Ultra Low Complexity Deep Learning Based Noise Suppression
Shrishti Saha Shetu, Soumitro Chakrabarty, Oliver Thiergart, Edwin Mabande
TL;DR
The paper tackles real-time speech enhancement on resource-constrained devices by reducing deep neural network computational load while maintaining performance. It introduces a two-stage framework in which Stage1 employs a convolutional recurrent network to estimate an intermediate real magnitude mask and Stage2 uses a lightweight CNN to refine phase and produce a complex mask, aided by channelwise feature reorientation and power-law compression to boost efficiency.
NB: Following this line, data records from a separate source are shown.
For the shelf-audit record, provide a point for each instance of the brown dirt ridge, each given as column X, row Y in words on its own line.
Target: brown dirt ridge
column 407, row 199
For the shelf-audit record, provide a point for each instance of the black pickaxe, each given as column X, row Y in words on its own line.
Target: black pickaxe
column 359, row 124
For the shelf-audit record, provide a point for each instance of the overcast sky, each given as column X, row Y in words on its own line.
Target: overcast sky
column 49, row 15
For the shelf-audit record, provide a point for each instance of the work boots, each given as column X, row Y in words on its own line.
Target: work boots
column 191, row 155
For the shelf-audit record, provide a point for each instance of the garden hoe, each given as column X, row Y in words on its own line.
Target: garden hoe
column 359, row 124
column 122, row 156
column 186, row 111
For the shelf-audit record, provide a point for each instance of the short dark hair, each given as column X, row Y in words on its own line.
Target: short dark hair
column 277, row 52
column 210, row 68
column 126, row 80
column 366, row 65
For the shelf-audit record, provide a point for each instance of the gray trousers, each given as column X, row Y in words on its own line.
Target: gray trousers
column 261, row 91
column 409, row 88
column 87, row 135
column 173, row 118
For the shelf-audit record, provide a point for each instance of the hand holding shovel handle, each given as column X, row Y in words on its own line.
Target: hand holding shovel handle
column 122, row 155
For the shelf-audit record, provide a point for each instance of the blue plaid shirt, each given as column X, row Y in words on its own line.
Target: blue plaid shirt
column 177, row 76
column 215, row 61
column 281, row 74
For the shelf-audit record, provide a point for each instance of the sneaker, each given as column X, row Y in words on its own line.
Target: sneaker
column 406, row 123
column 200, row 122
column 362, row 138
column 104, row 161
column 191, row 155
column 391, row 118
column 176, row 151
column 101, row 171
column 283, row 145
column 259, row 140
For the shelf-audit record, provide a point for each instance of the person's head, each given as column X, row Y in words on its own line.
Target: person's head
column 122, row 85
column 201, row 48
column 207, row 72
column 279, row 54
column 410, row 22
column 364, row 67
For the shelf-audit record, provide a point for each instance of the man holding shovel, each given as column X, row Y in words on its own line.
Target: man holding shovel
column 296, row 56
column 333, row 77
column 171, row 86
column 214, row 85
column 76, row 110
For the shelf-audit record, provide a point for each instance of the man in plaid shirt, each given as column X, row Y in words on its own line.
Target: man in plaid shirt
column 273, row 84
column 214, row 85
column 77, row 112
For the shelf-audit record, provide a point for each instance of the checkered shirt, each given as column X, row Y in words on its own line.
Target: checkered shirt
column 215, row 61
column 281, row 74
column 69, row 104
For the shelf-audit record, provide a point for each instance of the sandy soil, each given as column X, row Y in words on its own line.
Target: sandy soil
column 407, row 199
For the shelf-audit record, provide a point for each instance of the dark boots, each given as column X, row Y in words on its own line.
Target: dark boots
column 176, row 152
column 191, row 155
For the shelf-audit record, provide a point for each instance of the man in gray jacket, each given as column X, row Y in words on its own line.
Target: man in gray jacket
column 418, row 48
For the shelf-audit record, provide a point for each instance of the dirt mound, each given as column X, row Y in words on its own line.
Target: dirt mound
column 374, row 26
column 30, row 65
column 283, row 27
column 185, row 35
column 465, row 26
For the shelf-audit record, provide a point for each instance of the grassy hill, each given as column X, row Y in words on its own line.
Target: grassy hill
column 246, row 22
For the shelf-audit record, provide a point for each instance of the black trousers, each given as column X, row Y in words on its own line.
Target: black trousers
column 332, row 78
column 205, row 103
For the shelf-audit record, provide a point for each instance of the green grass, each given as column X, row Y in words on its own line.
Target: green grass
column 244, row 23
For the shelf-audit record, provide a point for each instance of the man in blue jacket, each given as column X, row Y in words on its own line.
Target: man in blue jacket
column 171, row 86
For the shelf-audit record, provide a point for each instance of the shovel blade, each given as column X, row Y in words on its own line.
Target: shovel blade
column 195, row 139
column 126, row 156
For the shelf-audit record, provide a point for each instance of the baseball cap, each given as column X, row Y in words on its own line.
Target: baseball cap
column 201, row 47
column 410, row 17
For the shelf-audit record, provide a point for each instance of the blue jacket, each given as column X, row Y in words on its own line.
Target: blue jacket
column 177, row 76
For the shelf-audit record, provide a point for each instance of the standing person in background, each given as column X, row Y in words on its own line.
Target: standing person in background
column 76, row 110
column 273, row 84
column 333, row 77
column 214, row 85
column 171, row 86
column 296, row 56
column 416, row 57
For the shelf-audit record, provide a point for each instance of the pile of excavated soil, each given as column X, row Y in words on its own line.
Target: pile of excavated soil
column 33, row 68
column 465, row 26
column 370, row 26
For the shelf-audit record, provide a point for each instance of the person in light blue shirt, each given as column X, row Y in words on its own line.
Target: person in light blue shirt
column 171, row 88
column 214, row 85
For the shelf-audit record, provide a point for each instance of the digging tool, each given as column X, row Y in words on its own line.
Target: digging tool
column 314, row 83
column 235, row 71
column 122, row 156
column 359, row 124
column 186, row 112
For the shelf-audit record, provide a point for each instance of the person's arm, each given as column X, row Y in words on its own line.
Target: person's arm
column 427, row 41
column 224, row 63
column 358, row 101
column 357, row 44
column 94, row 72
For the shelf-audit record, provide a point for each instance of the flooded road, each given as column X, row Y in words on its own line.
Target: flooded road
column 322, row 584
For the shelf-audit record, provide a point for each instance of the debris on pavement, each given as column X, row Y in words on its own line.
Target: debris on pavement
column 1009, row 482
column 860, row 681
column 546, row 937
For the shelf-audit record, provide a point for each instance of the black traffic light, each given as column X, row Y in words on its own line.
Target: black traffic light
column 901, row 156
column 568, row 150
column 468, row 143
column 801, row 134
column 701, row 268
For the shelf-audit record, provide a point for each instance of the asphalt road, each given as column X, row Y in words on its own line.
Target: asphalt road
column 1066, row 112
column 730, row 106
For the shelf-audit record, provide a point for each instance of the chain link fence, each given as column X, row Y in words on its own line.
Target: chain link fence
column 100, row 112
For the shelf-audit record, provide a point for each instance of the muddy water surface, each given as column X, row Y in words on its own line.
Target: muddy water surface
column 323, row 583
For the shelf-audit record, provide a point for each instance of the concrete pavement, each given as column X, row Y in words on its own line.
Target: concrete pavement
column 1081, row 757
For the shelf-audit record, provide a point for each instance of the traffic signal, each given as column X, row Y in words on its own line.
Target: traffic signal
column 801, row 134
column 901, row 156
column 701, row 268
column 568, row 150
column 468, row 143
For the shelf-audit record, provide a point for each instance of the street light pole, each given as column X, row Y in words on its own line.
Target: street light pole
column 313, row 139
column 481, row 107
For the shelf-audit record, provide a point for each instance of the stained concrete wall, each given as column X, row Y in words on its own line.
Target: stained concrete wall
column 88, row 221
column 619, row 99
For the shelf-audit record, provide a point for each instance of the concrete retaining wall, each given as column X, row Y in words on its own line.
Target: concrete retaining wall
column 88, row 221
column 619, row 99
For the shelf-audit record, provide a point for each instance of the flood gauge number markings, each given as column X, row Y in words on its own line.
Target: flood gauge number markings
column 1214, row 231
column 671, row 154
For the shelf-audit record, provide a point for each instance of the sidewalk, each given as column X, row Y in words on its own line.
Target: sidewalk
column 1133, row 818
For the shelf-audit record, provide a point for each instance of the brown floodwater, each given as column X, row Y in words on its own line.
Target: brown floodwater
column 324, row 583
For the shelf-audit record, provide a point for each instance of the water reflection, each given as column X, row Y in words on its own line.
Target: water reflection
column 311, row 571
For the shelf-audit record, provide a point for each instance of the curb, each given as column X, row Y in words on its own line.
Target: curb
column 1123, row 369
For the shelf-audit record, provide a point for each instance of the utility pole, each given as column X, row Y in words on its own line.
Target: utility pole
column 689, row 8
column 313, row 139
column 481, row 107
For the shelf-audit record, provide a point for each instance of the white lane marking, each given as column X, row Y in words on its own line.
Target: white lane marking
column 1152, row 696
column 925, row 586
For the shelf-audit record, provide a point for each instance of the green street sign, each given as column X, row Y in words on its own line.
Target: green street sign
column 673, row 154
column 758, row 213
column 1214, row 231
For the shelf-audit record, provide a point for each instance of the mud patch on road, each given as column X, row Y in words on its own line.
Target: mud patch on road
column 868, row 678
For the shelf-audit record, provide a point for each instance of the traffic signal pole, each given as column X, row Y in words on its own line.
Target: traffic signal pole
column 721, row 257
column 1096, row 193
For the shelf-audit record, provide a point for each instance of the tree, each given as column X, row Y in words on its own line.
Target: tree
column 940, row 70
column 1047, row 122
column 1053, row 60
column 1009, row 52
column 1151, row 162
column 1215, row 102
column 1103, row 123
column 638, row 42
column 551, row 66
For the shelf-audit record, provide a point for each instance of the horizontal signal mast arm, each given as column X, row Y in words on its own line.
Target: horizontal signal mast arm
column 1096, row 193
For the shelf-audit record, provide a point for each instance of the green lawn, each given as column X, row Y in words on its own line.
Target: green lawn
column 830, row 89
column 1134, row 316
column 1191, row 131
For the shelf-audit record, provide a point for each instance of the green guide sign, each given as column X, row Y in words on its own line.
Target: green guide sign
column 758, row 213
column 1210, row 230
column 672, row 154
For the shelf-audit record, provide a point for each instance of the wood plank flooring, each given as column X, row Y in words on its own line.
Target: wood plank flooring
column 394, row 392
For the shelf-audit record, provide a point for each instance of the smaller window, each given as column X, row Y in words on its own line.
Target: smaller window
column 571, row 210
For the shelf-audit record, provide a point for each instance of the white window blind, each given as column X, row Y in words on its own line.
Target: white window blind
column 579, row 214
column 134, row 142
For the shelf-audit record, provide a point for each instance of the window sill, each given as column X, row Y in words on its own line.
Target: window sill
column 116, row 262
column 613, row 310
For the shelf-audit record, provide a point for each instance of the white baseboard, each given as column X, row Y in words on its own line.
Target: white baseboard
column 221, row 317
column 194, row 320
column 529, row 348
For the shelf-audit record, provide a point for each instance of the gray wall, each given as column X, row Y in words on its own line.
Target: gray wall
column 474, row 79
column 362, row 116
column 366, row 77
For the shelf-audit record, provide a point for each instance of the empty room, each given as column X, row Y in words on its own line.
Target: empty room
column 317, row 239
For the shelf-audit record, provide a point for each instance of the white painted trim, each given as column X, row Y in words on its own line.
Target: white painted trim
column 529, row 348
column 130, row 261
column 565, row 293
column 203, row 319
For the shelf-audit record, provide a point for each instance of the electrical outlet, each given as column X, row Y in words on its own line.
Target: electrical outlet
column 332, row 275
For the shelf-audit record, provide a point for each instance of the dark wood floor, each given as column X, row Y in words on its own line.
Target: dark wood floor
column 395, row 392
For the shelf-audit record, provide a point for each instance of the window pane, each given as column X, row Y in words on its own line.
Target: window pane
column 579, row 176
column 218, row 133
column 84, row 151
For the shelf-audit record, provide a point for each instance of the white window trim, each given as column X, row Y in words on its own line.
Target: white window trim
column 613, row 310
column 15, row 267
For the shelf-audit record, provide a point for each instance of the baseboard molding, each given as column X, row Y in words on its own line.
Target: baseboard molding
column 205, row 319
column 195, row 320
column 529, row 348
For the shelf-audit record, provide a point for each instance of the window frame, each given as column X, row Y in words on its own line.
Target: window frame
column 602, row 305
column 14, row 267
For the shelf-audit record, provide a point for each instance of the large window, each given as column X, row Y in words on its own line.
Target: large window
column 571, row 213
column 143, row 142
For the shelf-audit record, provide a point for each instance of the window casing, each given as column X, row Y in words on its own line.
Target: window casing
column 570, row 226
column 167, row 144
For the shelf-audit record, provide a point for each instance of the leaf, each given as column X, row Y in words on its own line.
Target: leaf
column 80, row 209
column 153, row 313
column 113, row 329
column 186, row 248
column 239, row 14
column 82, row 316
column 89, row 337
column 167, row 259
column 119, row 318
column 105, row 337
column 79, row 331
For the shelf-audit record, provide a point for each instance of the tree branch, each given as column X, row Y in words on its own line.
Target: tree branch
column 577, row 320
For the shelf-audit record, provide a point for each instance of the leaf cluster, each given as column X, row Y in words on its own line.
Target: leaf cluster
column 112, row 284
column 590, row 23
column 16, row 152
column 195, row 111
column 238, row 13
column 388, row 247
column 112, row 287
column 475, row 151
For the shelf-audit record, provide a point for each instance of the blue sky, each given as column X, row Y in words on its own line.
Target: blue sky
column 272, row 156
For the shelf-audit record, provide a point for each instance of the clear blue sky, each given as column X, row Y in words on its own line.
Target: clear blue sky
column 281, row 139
The method achieves near-state-of-the-art noise suppression with a compact model (688K parameters), demonstrated by a real-time factor of about 0.127 and GMACS of roughly 0.098 on a single Cortex-A53 core at 16 kHz. The design relies on a compact intermediate magnitude estimator using two fully connected layers and a small second-stage CNN, enabling deployment on embedded devices without substantial loss in quality. Overall, the work offers a practical and scalable approach to resource-efficient SE with competitive performance.
Abstract
This paper introduces an innovative method for reducing the computational complexity of deep neural networks in real-time speech enhancement on resource-constrained devices. The proposed approach utilizes a two-stage processing framework, employing channelwise feature reorientation to reduce the computational load of convolutional operations. By combining this with a modified power law compression technique for enhanced perceptual quality, this approach achieves noise suppression performance comparable to state-of-the-art methods with significantly less computational requirements. Notably, our algorithm exhibits 3 to 4 times less computational complexity and memory usage than prior state-of-the-art approaches.